Without a cheer, without a sound save the rumble of their feet, the people flowed away like a deep and sullen river through its broken banks. I saw a bitter smile come into my lady’s face as she lifted her husband and carried him back into the house. Then of a sudden I cried out like a madman in the middle of the street. That hellish mob was bound for the manor-house and Miriam was there. For the first time I stopped to think how headless this mob was like to be. They would not stop to question when they were once before the house. The least they could do would be to burn it, even if the patroon could make good its defense. Then I set out at the top of my speed. It was little I could do, but if need be, I could die with her, and some chance might come that would help me to save her. In a moment I found myself mingling with the silent runners bent on destruction. The crowd swept on in that terrible stillness. It swirled out at the crossing of streets and jammed back resistlessly into the narrow ways. It poured through the Land Port like a flood and across the Kissing Bridge. Still we surged on.

Yet it was but a mob. A score of Lady Marmaduke’s retainers, armed to the teeth, had got to the front. The rest were without weapons. What could they do against the house of the patroon? As they spread out among the trees in the park a volley of shots were fired at them from the windows of the manor-house. Three of the foremost men fell dead or wounded. Then went up their first heartless yell of rage.

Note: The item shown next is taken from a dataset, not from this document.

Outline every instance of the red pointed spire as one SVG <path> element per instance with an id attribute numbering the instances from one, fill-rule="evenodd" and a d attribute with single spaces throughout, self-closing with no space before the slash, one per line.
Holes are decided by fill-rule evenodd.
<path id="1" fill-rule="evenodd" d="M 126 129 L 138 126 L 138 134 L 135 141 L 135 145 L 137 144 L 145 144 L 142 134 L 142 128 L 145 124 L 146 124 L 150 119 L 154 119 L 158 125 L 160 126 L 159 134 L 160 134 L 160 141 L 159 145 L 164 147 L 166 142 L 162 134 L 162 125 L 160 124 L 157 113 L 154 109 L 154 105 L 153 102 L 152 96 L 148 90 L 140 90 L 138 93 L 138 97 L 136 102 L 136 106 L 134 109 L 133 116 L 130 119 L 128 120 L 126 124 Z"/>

Lady Marmaduke’s men stationed themselves behind trees and aimed with such certainty that they soon silenced the fire from the house. If a face appeared at a window, a dozen muskets were immediately discharged at it. Meantime, under this protection, the mob began to attack the house with stones. The windows were all broken at the first volley. They fetched a long beam to use as a battering ram, and were getting ready to beat in the front door. In this crisis, I cast about me for some means of help. But I was powerless. Once I thought that I saw Miriam for a moment at one of the windows. She disappeared quickly. Had someone dragged her back, or had she been hit by one of the marksmen? Such a thought was torment worse than death. But she might be safe. For all that I could do nothing to save her.

But what I could not do was nobly done by another. I had drawn back somewhat so as to go around the edges of the crowd and come at the house from the rear. I hoped to find some way by which I could get in and help defend it. I had half accomplished the necessary detour, and had reached a point where the woods hid the yelling pack from my eyes, when a horseman came riding towards me like mad.

“Heavens!” I cried. “It is the patroon.”

My first impulse was to stop him. Then I remembered that he of all men would prevent me from entering the house. And from this meeting I took some hope. If there was an unwatched passage by which he could get out, I might enter by the same way.

Suddenly there leaped into my head a damning thought. He rode hard, like one mad with fear, looking neither to the right nor to the left. “What a coward,” thought I, “thus to leave his daughter to her fate.” Among all his crimes, he had ever clung to his one virtue, love of his daughter. Never, save when his infirmity was upon him, had he shown anything but the most loving tenderness to her. And now, at the great moment of peril, he had left her to ride like a coward for his own life.

He passed me so close I could have touched him. Perhaps his conscience stung him in spite of all, for I heard her name on his lips as he dashed by me.

“Miriam,” he was saying; “Miriam, I give you all.”

I turned to follow with my eyes this worthless coward who could think of his daughter and not stay and die with her. Two minutes later he was fleeing beyond the little patch of woods and within full sight of the mob. But they were so intent upon their attack that they did not see him at first.